Nos próximos 5 a 10 anos, espera-se que o tratamento da artrosis vá além do simples manejo da dor, passando a terapias que possam retardar a progressão da doença e promover a reparação dos tecidos. As abordagens futuras provavelmente se concentrarão em medicamentos modificadores da doença para osteoartrite (DMOADs), terapias regenerativas e medicina personalizada. Células-tronco, plasma rico em plaquetas (PRP), exossomos e técnicas de engenharia de tecidos podem ajudar a reduzir a inflamação e apoiar a regeneração da cartilagem. Avanços em nanotecnologia também podem melhorar a administração direcionada de medicamentos dentro da articulação, minimizando os efeitos colaterais. Além disso, a inteligência artificial e as tecnologias de saúde digital podem melhorar o diagnóstico precoce, o monitoramento do paciente e o planejamento individualizado do tratamento. No entanto, desafios como altos custos, evidências clínicas limitadas de longo prazo e preocupações regulatórias ainda precisam ser abordados antes que essas terapias se tornem amplamente disponíveis. No geral, espera-se que o manejo futuro da OA se torne mais personalizado, regenerativo e focado em desacelerar a progressão da doença, em vez de apenas controlar os sintomas. Tratamentos futuros devem considerar as limitações dos tratamentos disponíveis para a artrose e focar no desenvolvimento de medicamentos modificadores da doença para osteoartrite (DMOADs).
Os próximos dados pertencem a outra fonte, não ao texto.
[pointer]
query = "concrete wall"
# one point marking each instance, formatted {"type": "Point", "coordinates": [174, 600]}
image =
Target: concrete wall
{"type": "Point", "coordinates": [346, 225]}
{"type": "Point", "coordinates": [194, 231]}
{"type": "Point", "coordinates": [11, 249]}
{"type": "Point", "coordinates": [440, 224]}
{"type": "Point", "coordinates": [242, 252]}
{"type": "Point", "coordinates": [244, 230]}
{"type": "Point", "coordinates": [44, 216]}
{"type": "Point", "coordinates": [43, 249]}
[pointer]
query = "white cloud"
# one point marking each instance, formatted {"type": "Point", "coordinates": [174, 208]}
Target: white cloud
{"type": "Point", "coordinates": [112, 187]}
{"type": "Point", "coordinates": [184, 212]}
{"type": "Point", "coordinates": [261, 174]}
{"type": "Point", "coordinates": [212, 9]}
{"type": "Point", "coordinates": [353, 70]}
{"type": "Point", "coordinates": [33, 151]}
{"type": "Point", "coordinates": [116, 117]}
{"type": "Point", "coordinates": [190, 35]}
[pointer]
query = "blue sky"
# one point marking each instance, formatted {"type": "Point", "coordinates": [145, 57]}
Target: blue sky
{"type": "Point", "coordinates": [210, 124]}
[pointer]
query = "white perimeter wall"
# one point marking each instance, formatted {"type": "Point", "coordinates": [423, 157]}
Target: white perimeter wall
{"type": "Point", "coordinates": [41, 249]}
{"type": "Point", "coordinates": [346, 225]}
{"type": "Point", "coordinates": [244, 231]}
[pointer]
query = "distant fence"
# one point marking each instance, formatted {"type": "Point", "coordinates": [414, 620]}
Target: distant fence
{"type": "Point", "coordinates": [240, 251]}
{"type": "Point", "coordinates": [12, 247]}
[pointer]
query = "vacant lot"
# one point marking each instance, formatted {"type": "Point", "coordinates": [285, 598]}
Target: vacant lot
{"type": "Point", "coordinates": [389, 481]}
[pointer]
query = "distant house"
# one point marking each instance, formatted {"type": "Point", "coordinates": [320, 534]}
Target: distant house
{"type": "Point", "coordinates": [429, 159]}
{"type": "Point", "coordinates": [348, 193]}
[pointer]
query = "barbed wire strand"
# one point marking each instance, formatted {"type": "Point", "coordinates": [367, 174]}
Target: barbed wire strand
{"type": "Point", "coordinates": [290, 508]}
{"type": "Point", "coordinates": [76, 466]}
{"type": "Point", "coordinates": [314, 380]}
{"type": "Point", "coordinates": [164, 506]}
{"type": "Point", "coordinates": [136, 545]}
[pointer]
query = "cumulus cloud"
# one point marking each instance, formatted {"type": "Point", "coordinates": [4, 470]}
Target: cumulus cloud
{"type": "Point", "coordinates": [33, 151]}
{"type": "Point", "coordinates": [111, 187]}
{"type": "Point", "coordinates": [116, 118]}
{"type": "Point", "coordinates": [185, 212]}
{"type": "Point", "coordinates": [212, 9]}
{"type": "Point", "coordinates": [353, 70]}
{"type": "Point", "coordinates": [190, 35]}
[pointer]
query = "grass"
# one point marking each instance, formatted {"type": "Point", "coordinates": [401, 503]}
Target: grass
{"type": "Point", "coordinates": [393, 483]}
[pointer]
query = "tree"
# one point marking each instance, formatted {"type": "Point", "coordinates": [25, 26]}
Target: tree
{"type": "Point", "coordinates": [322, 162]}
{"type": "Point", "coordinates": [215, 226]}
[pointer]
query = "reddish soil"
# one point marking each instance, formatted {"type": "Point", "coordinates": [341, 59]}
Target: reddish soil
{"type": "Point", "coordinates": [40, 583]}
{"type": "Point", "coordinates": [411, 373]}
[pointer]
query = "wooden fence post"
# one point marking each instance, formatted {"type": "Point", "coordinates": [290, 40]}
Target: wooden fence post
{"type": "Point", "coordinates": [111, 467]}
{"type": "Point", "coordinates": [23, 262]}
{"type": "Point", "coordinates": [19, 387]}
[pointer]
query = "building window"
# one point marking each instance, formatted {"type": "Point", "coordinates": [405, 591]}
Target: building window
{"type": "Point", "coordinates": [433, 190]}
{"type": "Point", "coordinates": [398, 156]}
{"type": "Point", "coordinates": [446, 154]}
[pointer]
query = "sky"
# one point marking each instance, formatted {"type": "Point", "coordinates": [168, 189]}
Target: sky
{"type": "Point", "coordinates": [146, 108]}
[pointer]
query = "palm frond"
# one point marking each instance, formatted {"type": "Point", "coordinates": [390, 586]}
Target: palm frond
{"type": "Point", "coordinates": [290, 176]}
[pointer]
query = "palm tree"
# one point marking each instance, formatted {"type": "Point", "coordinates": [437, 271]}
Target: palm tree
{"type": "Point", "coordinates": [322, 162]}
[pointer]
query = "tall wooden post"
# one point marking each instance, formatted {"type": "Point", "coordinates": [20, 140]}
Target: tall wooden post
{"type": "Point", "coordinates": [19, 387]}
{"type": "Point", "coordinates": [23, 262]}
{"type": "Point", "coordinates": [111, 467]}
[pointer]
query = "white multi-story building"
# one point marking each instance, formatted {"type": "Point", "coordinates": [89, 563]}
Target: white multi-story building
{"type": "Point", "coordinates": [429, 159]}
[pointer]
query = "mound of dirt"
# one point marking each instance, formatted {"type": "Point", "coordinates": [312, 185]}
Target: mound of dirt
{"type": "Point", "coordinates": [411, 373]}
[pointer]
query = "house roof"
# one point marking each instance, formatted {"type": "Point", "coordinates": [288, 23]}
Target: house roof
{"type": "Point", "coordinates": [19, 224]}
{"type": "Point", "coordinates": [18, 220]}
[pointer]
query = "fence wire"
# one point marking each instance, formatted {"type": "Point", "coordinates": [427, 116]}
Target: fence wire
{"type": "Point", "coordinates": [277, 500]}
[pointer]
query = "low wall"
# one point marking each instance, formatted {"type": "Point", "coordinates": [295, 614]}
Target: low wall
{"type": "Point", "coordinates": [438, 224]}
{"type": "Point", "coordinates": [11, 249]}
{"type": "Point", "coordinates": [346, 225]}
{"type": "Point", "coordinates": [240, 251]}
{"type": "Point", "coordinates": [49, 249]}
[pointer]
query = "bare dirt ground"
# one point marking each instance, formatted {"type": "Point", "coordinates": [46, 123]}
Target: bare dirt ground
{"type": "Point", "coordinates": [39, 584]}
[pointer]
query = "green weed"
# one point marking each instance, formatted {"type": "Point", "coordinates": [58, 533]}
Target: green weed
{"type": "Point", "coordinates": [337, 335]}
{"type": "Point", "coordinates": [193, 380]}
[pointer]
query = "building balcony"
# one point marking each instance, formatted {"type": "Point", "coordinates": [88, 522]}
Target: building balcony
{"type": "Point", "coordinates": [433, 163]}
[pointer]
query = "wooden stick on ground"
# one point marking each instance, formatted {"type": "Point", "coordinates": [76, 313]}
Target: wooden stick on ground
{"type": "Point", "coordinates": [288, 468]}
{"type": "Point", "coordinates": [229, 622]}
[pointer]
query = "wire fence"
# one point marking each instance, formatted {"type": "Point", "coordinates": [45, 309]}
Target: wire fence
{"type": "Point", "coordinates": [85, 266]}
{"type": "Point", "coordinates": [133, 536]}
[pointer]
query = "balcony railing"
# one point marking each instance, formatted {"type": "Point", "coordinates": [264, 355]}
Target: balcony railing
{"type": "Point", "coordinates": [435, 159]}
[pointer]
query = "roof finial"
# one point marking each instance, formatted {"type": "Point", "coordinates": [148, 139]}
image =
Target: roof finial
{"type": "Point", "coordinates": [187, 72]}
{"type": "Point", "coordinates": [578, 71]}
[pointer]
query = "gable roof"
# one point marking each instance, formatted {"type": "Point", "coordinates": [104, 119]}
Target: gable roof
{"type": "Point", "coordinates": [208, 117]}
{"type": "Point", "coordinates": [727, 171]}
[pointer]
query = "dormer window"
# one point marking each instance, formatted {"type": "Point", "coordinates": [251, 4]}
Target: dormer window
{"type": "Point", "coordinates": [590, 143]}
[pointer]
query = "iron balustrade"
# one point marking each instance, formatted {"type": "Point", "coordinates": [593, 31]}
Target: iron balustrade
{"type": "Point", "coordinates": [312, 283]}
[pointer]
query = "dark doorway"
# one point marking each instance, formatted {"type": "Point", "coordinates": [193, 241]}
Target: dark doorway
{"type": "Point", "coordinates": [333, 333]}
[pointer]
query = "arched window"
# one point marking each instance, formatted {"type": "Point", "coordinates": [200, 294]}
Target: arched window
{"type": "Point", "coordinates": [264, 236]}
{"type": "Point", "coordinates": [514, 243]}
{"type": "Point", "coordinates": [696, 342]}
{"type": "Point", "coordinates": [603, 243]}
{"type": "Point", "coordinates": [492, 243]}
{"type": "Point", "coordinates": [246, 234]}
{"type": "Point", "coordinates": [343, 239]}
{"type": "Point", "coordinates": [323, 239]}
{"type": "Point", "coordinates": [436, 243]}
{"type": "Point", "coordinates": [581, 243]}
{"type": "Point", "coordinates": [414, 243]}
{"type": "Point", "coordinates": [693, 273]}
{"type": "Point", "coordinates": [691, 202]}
Considerações importantes devem ser feitas sobre os mecanismos da OA, como atividade protease, SO e modificações epigenéticas. Explorar terapias combinadas que atuam em múltiplas vias pode trazer benefícios maiores do que estratégias de alvo único.

Conclusões

Os principais objetivos do tratamento na OA são reduzir a dor, restaurar a função das articulações, melhorar a qualidade de vida geral e atrasar a progressão da doença o máximo possível. Devido à sua natureza complexa e multifatorial, a gestão eficaz frequentemente envolve uma abordagem multidisciplinar. O planejamento do tratamento exige uma avaliação cuidadosa da gravidade dos sintomas, das articulações envolvidas e da saúde geral do paciente, além de considerar o estilo de vida, nível de atividade e respostas individuais às diferentes opções terapêuticas. Diversos novos tratamentos potenciais incluem medicina regenerativa, terapia gênica, terapias moleculares direcionadas, nanopartículas e terapias nanoterapêuticas. Por fim, espera-se que o tratamento da artrosis vá além do simples manejo da dor, passando a terapias que possam retardar a progressão da doença e promover a reparação dos tecidos nos próximos 5 a 10 anos.

Divulgações

Os autores não revelam interesses concorrentes.